You may recall that in my last discussion of your work, I commented that your data must have both positive and negative values for it to be independent of its origin. You replied that unknowable data can supply the negative values if necessary. I now agree with that.
I also expressed concern about the use of the exponential that seemingly results from the relativity fo that origin of the data values. What I did not understand is how the data could be exponential and the fundamental equation not be a wave equation, for exponentials are solutions of wave equations and not the Schroedinger equation unless the potential term V(x) is identically zero.
Well in my mind I believe this issue has been resolved. The key step in your mathematical derivation is from eq(2.4) to eq(2.5). In eq(2.4) the summantion over the beta terms equals zero because the sum is over indices where the delta function equals zero, and the delta function is a multiplier in thise terms. Thus the function called f in equation 2.5 must also be equal to zero. It follows that the function V(x) in eq(2.17) is also zero. So your have just derived the wave equation. That is expected since you cast the data in the form of exponentials.
In my mind that is a snooker. I wonder if you snookered yourself as well as the rest of us. But the snooker does not stop there. In deriving the fundamental equation, you take the derivative of the values of the data points called xi and xj. In no place do you define what space is. You just define the values of data. Now we could assume that you meant that the values were defined at points in space given by the indices i and j. But you go on to claim that the values can be taken in any order. Now obviously you cannot take values of space coordinates in any order. One cannot define spatial gradients in such cases.
Schroedingers equation requires spatial gradients. What you did is to confuse the values of the data xi with their location in space x. That is a snooker. My question is whether you dileberately mislead us or were you yourself misled.
In summary, you defined the data values to be exponential functions of the location of their zeropoints and then obtained a wave equation for the dependence of the values on the zero points.

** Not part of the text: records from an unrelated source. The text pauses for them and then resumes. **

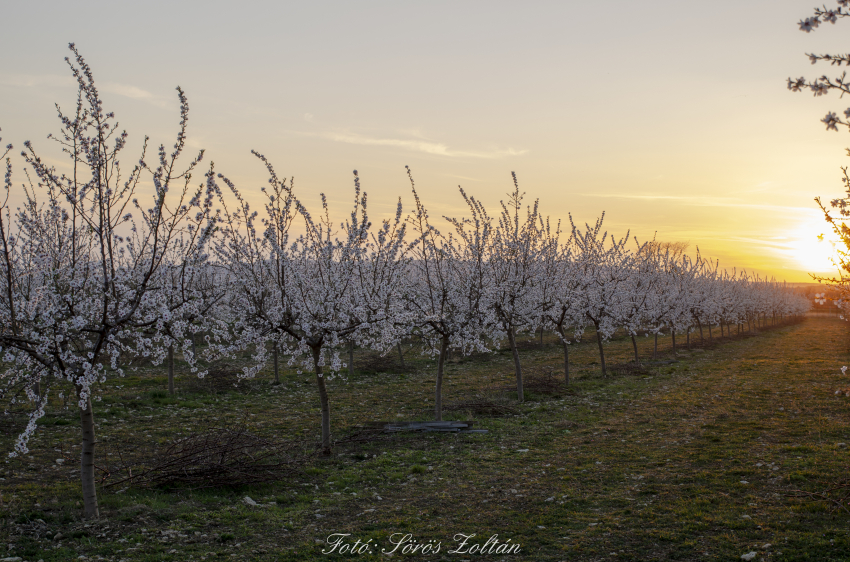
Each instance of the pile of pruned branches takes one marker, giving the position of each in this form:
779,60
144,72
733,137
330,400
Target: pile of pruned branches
216,458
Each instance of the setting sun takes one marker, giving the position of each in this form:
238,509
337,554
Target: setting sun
812,246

However, I will grant you that most of your hueristic thinking was in the right direction. I base my opinion on the recent work of Michael Hall with Marcel Reginatto published in the Journal of Physics A and discussed in the 27 April 2002 issue of New Scientist. They took probability theory that contained both known data and unknown data and derived both the Schroedingers equation and the Heisenberg Uncertainty Principle. As far as I can tell they did not make any mathematical errors or confuse any variables.